Reviewed – 5th March 2018
“Somerville’s command of the stage is exemplary and brings an added intensity to an already complex terrain”
Stepping into the intimate and distinguished Finborough Theatre, we are immediately transported to the milieu of poet Bev Hemmings, under public scrutiny for an apparently anti-Semitic comparison in a recent poem. Jeff Page’s ‘Checkpoint Chana’ not only questions the grey area between pro-Palestinian criticism of Israel and anti-Semitism but also manages to emphasise the creative questions of self-expression and individual interpretation within sensitive boundaries.

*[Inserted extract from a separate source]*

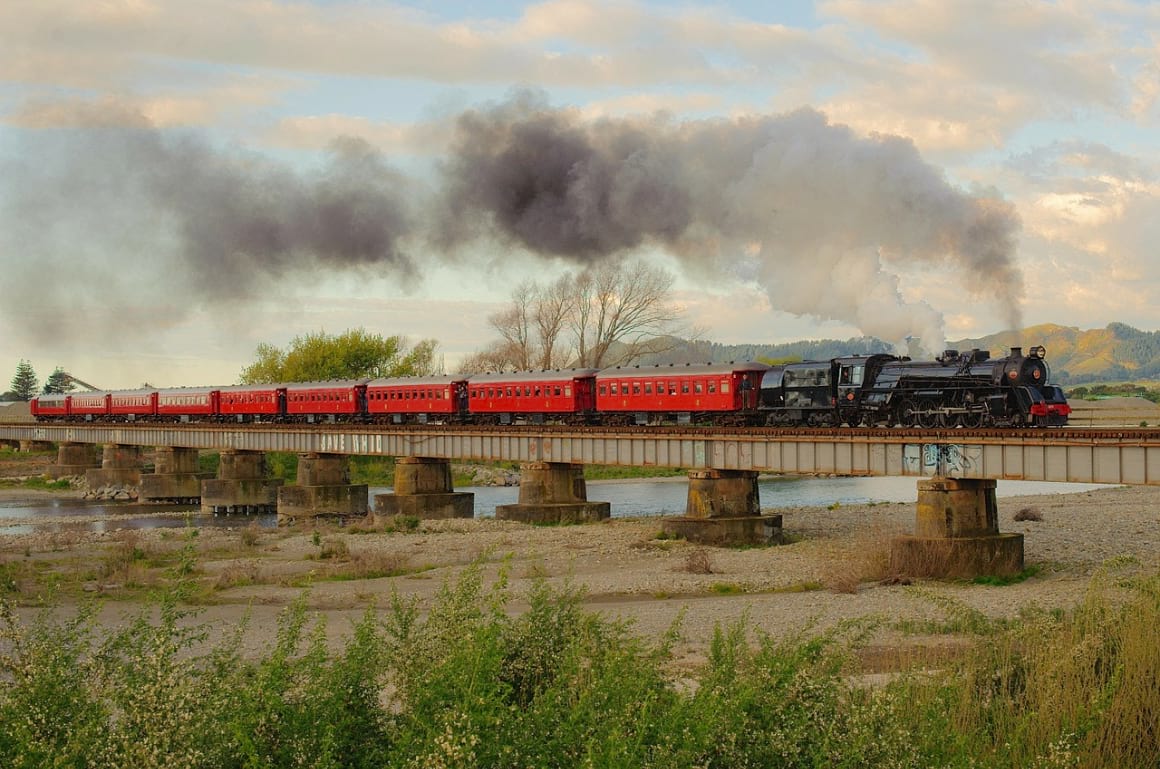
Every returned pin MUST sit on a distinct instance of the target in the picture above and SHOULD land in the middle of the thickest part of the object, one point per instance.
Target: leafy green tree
(59, 382)
(352, 355)
(24, 383)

Before the play begins, Daisy Blower’s artfully designed room, scattered with carefully selected props and evocative seventies music do more than simply set the scene; the details cleverly hint at the poet’s past and paint a picture of the seemingly carefree, bohemian life she leads. The lighting (Jamie Platt), subtly used throughout the play to intensify but not intrude, adds a warm, comfortable glow.
Out of this evolves the agony of being misunderstood and fear of losing everything, with a brilliant performance by Geraldine Somerville as Bev, whose emotions sway from disbelief to anger, frustration and resignation, deepened by the guilty grief over her dying father. Her command of the stage is exemplary and brings an added intensity to an already complex terrain. Ulrika Krishnamurti (Tamsin) portrays Bev’s PA who has the difficult job of persuading her to apologise as well as managing her erratic behaviour. However, her youth and the strength of her personality show as nervous earnestness which consequently depicts a detached working relationship, lacking plausible closeness, rather than a strong, familiar bond built up over the years. David, played by Matt Mella, the journalist prepared to help with the recovery of Bev’s reputation, surprises us with his twists of character and a moving account of painful memories. Nathaniel Wade is excellent as Michael, establishing an identity from the moment he appears, and building a rapport with the poet from very little interaction.
The script is an interesting comment on tiptoeing around political correctness by doing just that. With a pointedly politically-correct cast it lays down the various opinions as a debate with no conclusion, as opposed to a standpoint. Apart from a few unneeded jokes the drama works well as layers of complication thicken the argument. Director, Manuel Bau, concentrates on the trauma Bev is going through, leaving the changes of scene as subtle as possible and showing how one wrong step could turn her world about.
Thoughtful writing, a beautifully detailed set and some powerful performances make this a compelling production intellectually, aesthetically and emotionally.